Lev Tolstoy's character Levin in Anna Karenina notes that the railways provided no support for the agriculture sector, on the contrary, it supported the expansion of credit and industry at the expense of the farm sector (Tolstoy 1925). The roads and railways that once were built to generate wealth can finally also be used for moving people away; many of the early railway hubs are now empty of people. The highways criss-crossing the USA didn't prevent the interior from going empty. And the better roads of the inland of Sweden seems to promote the expansion of large malls in the outskirts of county capitals as well as being the final blow to small rural shops.

Improvements in transportation technology, in particular steamships and rail-roads were both a driver and prerequisite for the increased trade. A bushel of wheat cost 60 cents in Chicago 1870 and the double in London.

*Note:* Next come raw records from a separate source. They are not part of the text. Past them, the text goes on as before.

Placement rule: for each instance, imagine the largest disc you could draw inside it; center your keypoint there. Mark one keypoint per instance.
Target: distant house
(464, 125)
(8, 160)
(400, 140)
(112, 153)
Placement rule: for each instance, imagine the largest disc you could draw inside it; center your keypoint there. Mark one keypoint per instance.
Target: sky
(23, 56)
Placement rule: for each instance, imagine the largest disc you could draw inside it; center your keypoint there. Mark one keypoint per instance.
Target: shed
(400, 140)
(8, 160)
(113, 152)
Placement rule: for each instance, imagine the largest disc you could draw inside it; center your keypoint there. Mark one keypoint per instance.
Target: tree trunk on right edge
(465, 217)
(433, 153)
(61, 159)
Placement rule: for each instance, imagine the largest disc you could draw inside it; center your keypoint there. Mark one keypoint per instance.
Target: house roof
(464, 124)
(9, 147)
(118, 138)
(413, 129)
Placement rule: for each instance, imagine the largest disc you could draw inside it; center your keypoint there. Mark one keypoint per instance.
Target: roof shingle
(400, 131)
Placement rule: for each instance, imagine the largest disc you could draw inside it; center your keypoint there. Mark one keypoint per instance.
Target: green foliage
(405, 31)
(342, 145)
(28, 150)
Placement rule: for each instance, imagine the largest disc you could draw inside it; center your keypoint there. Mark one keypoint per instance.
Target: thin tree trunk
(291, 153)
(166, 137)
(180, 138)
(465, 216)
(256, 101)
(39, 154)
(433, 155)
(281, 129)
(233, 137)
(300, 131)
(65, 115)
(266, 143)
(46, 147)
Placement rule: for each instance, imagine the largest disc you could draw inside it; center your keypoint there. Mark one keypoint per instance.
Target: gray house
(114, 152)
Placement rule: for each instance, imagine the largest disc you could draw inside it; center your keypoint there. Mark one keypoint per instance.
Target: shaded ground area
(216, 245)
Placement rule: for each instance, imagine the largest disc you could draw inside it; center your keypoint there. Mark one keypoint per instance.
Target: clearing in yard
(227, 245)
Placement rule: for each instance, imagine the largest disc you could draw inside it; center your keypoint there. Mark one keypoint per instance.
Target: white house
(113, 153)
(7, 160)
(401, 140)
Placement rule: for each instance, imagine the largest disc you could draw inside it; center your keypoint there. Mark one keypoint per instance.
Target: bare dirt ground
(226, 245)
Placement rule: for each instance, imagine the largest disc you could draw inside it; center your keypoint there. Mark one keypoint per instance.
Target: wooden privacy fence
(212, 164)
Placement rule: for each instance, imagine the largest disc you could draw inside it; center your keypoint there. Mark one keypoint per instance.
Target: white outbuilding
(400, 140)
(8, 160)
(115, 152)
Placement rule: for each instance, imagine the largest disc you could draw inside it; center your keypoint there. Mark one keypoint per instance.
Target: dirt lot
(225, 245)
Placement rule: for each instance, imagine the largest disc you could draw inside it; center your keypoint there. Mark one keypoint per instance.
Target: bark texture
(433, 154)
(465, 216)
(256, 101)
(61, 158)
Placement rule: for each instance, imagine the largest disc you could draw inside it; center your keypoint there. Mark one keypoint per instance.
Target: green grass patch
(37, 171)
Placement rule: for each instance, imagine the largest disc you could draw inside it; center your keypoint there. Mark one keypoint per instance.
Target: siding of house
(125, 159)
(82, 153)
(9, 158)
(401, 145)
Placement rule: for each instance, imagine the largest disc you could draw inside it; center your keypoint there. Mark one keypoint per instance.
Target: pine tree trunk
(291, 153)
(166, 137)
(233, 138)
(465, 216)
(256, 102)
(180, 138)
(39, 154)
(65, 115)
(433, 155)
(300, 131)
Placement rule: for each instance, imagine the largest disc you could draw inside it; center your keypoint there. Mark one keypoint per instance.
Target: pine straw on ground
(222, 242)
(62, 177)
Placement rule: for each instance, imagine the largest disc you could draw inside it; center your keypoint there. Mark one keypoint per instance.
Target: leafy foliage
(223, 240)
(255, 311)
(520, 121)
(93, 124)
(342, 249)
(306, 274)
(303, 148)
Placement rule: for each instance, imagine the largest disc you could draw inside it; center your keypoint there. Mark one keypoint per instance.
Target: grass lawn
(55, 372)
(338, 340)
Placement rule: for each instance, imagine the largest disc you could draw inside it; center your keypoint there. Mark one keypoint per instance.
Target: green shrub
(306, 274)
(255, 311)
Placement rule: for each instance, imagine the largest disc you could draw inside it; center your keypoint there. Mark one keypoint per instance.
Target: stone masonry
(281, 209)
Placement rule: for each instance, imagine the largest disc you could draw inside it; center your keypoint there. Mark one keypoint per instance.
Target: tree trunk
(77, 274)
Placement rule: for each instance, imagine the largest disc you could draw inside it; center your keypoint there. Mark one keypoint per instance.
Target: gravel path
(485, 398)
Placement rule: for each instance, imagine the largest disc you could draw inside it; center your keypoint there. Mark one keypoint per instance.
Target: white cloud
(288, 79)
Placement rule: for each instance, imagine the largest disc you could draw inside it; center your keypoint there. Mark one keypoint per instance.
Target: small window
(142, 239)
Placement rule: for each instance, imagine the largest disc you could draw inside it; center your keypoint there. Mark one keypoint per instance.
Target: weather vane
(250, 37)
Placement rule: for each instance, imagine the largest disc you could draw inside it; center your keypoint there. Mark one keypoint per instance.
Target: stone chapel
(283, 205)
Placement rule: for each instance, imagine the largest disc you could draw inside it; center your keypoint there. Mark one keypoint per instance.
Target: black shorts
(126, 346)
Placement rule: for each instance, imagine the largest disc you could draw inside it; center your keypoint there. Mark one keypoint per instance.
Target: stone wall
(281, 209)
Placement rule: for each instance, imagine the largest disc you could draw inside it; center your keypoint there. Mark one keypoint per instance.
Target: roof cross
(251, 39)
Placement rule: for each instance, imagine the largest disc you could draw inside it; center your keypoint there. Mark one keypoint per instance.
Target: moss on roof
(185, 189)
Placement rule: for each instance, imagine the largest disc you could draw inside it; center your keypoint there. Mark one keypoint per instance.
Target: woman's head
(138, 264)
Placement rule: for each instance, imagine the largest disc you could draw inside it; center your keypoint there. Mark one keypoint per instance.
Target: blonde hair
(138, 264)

By the end of the century transport costs, and thereby the price difference, had shrunk to 10 cents (FAO 2003). This increased global competition tremendously, which of course was good for the winners - but for the losers? A report from the World Bank, ”Rural Roads: The Development Impact Evaluation Initiative” concludes that richer people have better possibilities to increase their income through improved communication than the poor. The Asian Development Bank says:
Most of the journeys made by the rural poor are for subsistence tasks. For them, access to local facilities and the primary transport network is critical during times of need, especially for health and social reasons. Improvements to the primary village network of paths, tracks, culverts,and access routes that reduce the burden of basic household and productive tasks, as well as the increased availability of intermediate modes of transport with larger carrying capacity to collect water, firewood, etc., are likely to have a greater initial impact on the well-being of the poor than improved availability of motorized transport services, which they do not or cannot afford to use.
A World Bank research paper from Uganda concludes that:

Taking into account the fact that plot size is limited on average to less than 1 hectare, a farmer's transport requirement is usually minimal and does not necessarily involve massive investments in infrastructure. This is because most farmers cannot fully load a truck or pay for this service and, even if productivity were to increase significantly, the production threshold would not be reached by most individual farmers. Therefore, in terms of public policy, maintenance of the existing rural roads rather than opening new roads should be given priority.
The similarity in effects of globalisation and "improved" (read cheap) communication/transportation is very cleary. After writing this post, I read a post in the Ttransition Culture blog that says: "In the same way that vast amounts of cheap fossil fuels made globalisation possible, the end of the age of cheap oil will inevitably put globalisation into reverse." It was also posted in the Guardian.

All in all, I guess, roads give more opportunities to people, but it seems less clear to me that they necessarily leads to improvements in rural areas.  The fact that countries with good rural networks are the ones that lost most of their rural population is disturbing.